The bungee cord’s biggest advantage is its flexibility. It can be stretched to fit. The tension created by stretching gives a bungee cord its holding power. But as tiedowns, they really are not appropriate for securing heavy loads – especially when those loads could shift.
2. Cam Straps
The cam strap is arguably the most popular tiedown among overlanders. This is a strap made of nylon webbing material. It boasts a metal cam buckle that makes securing the strap easy. There are lots of popular brands out there, including Rollercam.
It is important to note that cam straps and ratchet straps are not the same thing. The straps themselves are nearly identical in terms of material and construction, but they have different types of securement systems. Where a Rollercam cam strap is secured with a metal cam buckle, a ratchet strap is secured with a rachet.
Cam straps work extremely well for overlanders because they are strong, flexible, and able to stand up to all sorts of environmental influences. They can handle very heavy loads with little trouble at all.

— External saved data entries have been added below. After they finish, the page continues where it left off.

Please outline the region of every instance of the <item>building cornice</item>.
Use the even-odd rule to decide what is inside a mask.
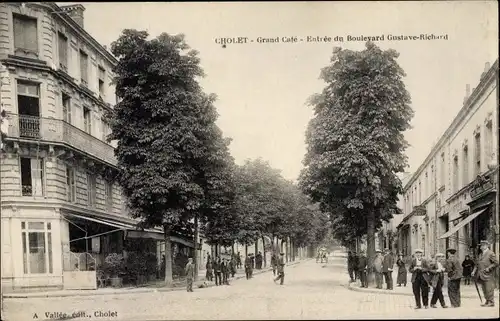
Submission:
[[[403,191],[406,192],[408,188],[417,180],[417,177],[423,172],[423,170],[429,165],[430,161],[434,156],[436,156],[437,152],[441,150],[441,148],[445,145],[446,140],[449,138],[451,133],[457,128],[457,126],[461,123],[461,121],[468,114],[469,110],[474,106],[476,101],[481,97],[481,94],[487,89],[488,85],[495,81],[498,77],[498,59],[495,61],[493,66],[486,72],[486,74],[481,77],[478,86],[472,94],[467,98],[463,107],[460,109],[458,114],[455,116],[450,126],[446,129],[444,134],[438,140],[438,142],[432,147],[431,152],[422,162],[422,164],[418,167],[418,169],[413,173],[412,177],[405,184]]]

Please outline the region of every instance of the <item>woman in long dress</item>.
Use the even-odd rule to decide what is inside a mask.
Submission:
[[[398,279],[396,283],[398,284],[398,286],[401,286],[401,284],[404,284],[404,286],[406,286],[407,271],[405,262],[403,261],[403,254],[399,253],[396,265],[398,266]]]

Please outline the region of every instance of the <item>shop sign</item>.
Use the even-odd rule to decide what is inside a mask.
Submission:
[[[472,183],[470,197],[476,198],[480,194],[493,190],[494,187],[495,184],[493,184],[491,176],[478,175],[476,180]]]

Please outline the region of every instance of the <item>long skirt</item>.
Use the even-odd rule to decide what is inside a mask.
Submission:
[[[405,268],[399,268],[398,269],[398,279],[397,279],[397,284],[406,284],[407,282],[407,275],[406,275],[406,269]]]

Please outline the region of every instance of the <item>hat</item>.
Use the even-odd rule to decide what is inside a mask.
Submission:
[[[380,250],[375,250],[375,253],[382,253],[382,251],[380,251]]]
[[[444,257],[444,254],[443,253],[436,253],[436,255],[434,255],[434,257]]]
[[[384,251],[385,251],[385,252],[389,252],[390,250],[389,250],[388,248],[385,248],[385,249],[384,249]]]
[[[285,253],[284,253],[284,252],[281,252],[281,253],[280,253],[280,255],[285,255]]]
[[[448,252],[450,254],[455,254],[455,253],[457,253],[457,250],[455,250],[455,249],[447,249],[446,252]]]
[[[424,253],[424,251],[422,249],[416,249],[415,253]]]
[[[399,253],[398,253],[398,255],[401,255],[401,256],[403,256],[403,252],[399,252]]]
[[[482,240],[480,242],[481,245],[490,245],[490,242],[486,241],[486,240]]]

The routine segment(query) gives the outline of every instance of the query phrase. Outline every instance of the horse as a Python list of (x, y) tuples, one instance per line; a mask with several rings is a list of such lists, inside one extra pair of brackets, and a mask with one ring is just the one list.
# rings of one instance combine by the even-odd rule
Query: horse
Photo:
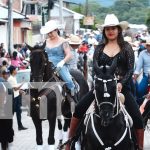
[[(48, 55), (45, 52), (45, 46), (46, 42), (43, 43), (43, 45), (35, 45), (34, 47), (31, 47), (27, 44), (28, 49), (31, 51), (30, 53), (30, 66), (31, 66), (31, 79), (30, 81), (34, 82), (56, 82), (56, 81), (62, 81), (58, 75), (56, 75), (53, 63), (48, 61)], [(80, 99), (85, 93), (88, 92), (88, 84), (84, 80), (83, 75), (78, 72), (77, 70), (70, 70), (71, 75), (73, 76), (73, 81), (77, 87), (77, 97)], [(46, 90), (46, 91), (45, 91)], [(64, 114), (66, 119), (66, 127), (65, 130), (67, 130), (67, 127), (70, 126), (70, 119), (72, 117), (72, 112), (70, 110), (70, 101), (69, 94), (67, 93), (66, 87), (63, 86), (63, 101), (62, 101), (62, 114)], [(36, 142), (37, 145), (42, 145), (42, 119), (39, 118), (38, 111), (39, 111), (39, 103), (40, 98), (42, 97), (43, 93), (46, 93), (47, 97), (47, 109), (48, 109), (48, 116), (47, 120), (49, 121), (50, 125), (50, 131), (49, 131), (49, 137), (48, 137), (48, 144), (51, 145), (50, 149), (54, 149), (54, 131), (55, 131), (55, 123), (56, 123), (56, 110), (57, 110), (57, 99), (56, 94), (54, 91), (50, 90), (49, 88), (43, 89), (41, 91), (30, 89), (30, 95), (31, 95), (31, 117), (33, 120), (33, 123), (36, 128)], [(40, 98), (39, 98), (40, 97)], [(66, 109), (69, 110), (66, 110)], [(62, 126), (60, 124), (60, 121), (58, 122), (58, 128), (61, 129)]]
[(95, 64), (95, 111), (84, 121), (82, 149), (135, 150), (132, 120), (118, 98), (115, 68), (115, 60), (111, 66)]

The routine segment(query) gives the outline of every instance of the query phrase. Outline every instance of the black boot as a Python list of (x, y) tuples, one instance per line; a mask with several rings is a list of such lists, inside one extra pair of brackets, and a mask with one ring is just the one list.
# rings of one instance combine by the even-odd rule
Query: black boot
[(136, 138), (137, 138), (137, 144), (139, 149), (143, 150), (144, 147), (144, 129), (136, 129), (135, 130)]
[[(69, 139), (71, 139), (72, 137), (75, 136), (75, 133), (76, 133), (76, 130), (77, 130), (79, 123), (80, 123), (80, 119), (72, 117), (71, 123), (70, 123), (69, 137), (68, 137)], [(70, 150), (70, 144), (69, 143), (66, 145), (65, 150)]]
[(20, 126), (18, 127), (18, 130), (27, 130), (28, 128), (24, 127), (24, 126)]

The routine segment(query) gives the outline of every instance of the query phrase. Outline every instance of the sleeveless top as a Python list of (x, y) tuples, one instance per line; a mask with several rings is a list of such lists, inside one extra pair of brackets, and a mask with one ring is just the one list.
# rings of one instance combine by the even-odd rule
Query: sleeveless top
[(45, 51), (47, 52), (48, 60), (53, 62), (54, 66), (65, 58), (63, 43), (53, 48), (45, 47)]

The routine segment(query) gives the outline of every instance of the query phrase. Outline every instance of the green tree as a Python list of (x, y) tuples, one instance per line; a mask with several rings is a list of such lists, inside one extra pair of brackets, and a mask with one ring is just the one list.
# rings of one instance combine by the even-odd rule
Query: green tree
[[(89, 14), (95, 17), (96, 24), (103, 24), (106, 14), (114, 13), (120, 21), (125, 20), (132, 24), (148, 24), (150, 27), (149, 0), (116, 0), (111, 7), (102, 7), (96, 0), (88, 1)], [(72, 10), (85, 15), (85, 6), (85, 3), (80, 7), (73, 6)]]
[(146, 25), (148, 26), (148, 29), (150, 30), (150, 9), (149, 9), (148, 17), (146, 18)]

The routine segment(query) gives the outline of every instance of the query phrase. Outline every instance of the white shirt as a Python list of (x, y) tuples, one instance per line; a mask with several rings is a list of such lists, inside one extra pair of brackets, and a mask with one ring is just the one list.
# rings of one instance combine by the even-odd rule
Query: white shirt
[(97, 40), (95, 38), (88, 38), (88, 44), (92, 44), (94, 45), (95, 43), (97, 43)]
[[(10, 75), (10, 77), (8, 78), (8, 82), (10, 83), (10, 85), (12, 86), (12, 88), (18, 87), (18, 83), (17, 83), (17, 79), (15, 76)], [(19, 90), (14, 91), (14, 98), (19, 96)]]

It is hard for me to imagine what overlanders would use chains for. Nonetheless, some overlanders swear by them for securing the heaviest of loads. Chains are heavy duty tiedowns that can handle loads that are much too heavy for any other type of tiedown. I suppose you might choose chains if you were securing a second vehicle to a trailer being towed by your primary vehicle.
4. Ratchet Straps
As previously mentioned, ratchet straps differ from cam straps in how they are secured. But ratchet straps also tend to be thicker and stronger. Truckers use them to secure cargo to flatbed trailers. Overlanders might prefer ratchet straps to secure any heavy toys they might be taking with them. Securing a couple of ATVs to a trailer comes to mind.
Before there were ratchet straps, cam straps, and bungee cords, overlanders used a lot of rope. As a tiedown, the tried-and-true rope has served mankind for generations. Ropes are flexible and easily fed through openings you could never get a cam or ratchet strap through. Their main weakness is that they do not hold up to the elements as well as straps made of nylon webbing material.
No doubt every overlander has their preferred tiedowns. But the one thing they all have in common is the need to secure cargo and equipment for every journey. Otherwise, overlanding gets messy pretty quickly.